- Born: 13 November 1962 (age 63)
- Occupation: Joint replacement surgeon (orthopedic)
- Notable work: Zero Technique
- Spouse: Dr. Darshini Shah
- Website: drvikramshah.com

= Vikram I. Shah =

Indian orthopedic surgeon

Vikram I Shah is an Indian orthopedic surgeon in Ahmedabad and healthcare entrepreneur. Shah is the Founder, Chairman & Managing Director of Shalby Hospitals, established in 1994 .

Shah is known for his contributions to the field of joint replacement surgeries. his contributions in the field of joint replacement have been recognised through B C Roy International Award. He is the only Indian surgeon to be selected on the Board of Designers of Zimmer Inc., USA.

== Early life and education ==
Vikram I. Shah obtained his M.S. in orthopedics in India after completing his studies at Byramjee Jeejeebhoy Medical College (B J Medical College) in Ahmedabad. Following the completion of his masters' degree in 1989, he sought out advanced international training in Joint replacement.

He spent two years at Ormskirk Hospital & Wrightington Hospital in the United Kingdom and continued his specialized education in Switzerland and Germany. He completed his fellowship under Brice Brackin at the Shelby Medical Centre in Birmingham, Alabama, US.

== Career ==
Shah has studied MBBS and MS Orthopedic in Ahmedabad. After which, He worked in Ormskirk and Wrightington Hospital, England, for two-and-a-half-years.

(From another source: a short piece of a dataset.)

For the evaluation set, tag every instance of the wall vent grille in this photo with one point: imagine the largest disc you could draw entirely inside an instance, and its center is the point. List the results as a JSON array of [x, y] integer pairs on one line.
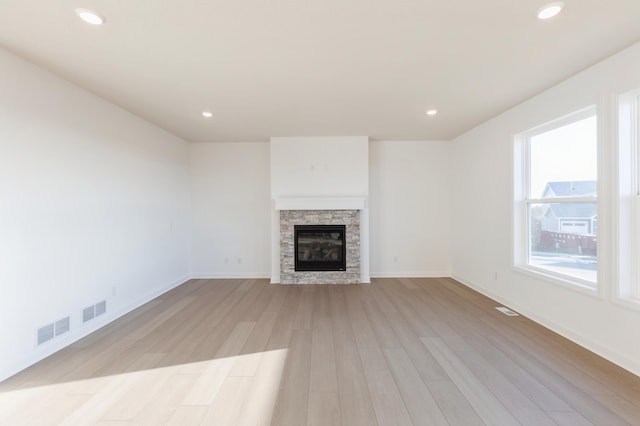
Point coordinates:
[[62, 326], [90, 312], [55, 329], [507, 311], [46, 333], [101, 308]]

He returned to India in the year 1993 and established his first medical center in Ahmedabad. In the year 1994, he established Shalby Hospitals, as a joint replacement centre. (the new indian express). Shalby Hospitals currently has 16 units with over 2000 beds capacity across India.

Shah has performed over 15,000 successful Knee Surgeries. He carried out 3,000 joint replacement knee surgeries in 2008 alone. Shah developed the ‘OS Needle’ (Orthopedic Surgeons’ Needle) which can pass through both bone and soft tissue easily so that an orthopedic surgeon can finish repairing bone and soft tissues quickly. It is claimed that this invention has greatly reduced the surgical time, from a few hours to 8–10 minutes. When this was not available, surgeons had to use complicated soft tissue procedures in which the failure rate was high and recovery time as longer.

== Notable achievements ==
He achieved a world record by performing 3,000 knee surgeries in a single center in the year 2008. In 2012 Shah developed the "zero" technique for TKR, which he claims further reduces the operating time to 7–10 minutes.

== Personal life ==
Shah is married to Darshini Shah who is a dentist specializing in cosmetic dentistry and dental implants.

== Awards and recognitions ==
- Dr. Vikram Shah got awarded as the “Healthcare Entrepreneur of the Year” by Hurun, a United Kingdom headquartered organization.
- Dr. Vikram Shah was awarded the prestigious ‘Healthcare Personality of the Year Award 2023’ by Federation of Indian Chambers of Commerce and Industry (FICCI) at the 15th Edition of FICCI Healthcare Excellence Awards.
- Dr. Shah received 2014: Gujarat Innovation Society’s Hercules Award for the innovation of “Zero” technique for Joint Replacement Surgeries.
- Received B C Roy International Award for joint replacement surgery in 2003.
- Award from Johnson & Johnson for invention of the OS needle.
- Award for outstanding work in the medical field by the Ahmedabad Medical Association during its 103rd annual meeting in Ahmedabad, India.
- Dr. Vikram Shah was conferred with the prestigious doctorate “D. Sc.” (Honoris Causa), by IIS University, Jaipur, India in 2019.